Write a basic model server that does the following
- Loads a model from disk
- Serves that model at a route
/predict
We should be able to run
curl -X POST http://localhost:5000/predict -d '{ "inputs": [[1,1,1,1]] }'
and get a response.
The model serialized as models/rfcmodel.joblib
is a scikit-learn RandomForestClassifier trained on the Iris dataset.

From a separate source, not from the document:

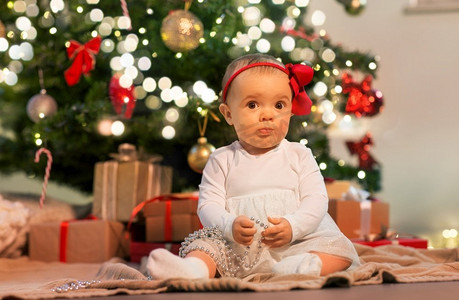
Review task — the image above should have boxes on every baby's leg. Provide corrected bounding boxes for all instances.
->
[311,252,352,276]
[147,249,216,279]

It can be loaded into memory with
import joblib
model = joblib.load('models/rfcmodel.joblib')
model
{'model': RandomForestClassifier(bootstrap=True, ccp_alpha=0.0, class_weight=None,
criterion='gini', max_depth=None, max_features='auto',
max_leaf_nodes=None, max_samples=None,
min_impurity_decrease=0.0, min_impurity_split=None,
min_samples_leaf=1, min_samples_split=2,
min_weight_fraction_leaf=0.0, n_estimators=100,
n_jobs=None, oob_score=False, random_state=None,
verbose=0, warm_start=False),
'feature_names': ['sepal length (cm)',
'sepal width (cm)',
'petal length (cm)',
'petal width (cm)'],
'classes': ['setosa', 'versicolor', 'virginica']}
- The internet
- Me
- Whatever else you need I'm not your dad
- Add the ability to hot swap a model: given a URL, download the model and swap it out for the old one.
- Add the ability to run validations on input data and handle erroneous inputs
- Create an A/B testing framework where the predict endpoint serves one of N models with some probability specified by some config.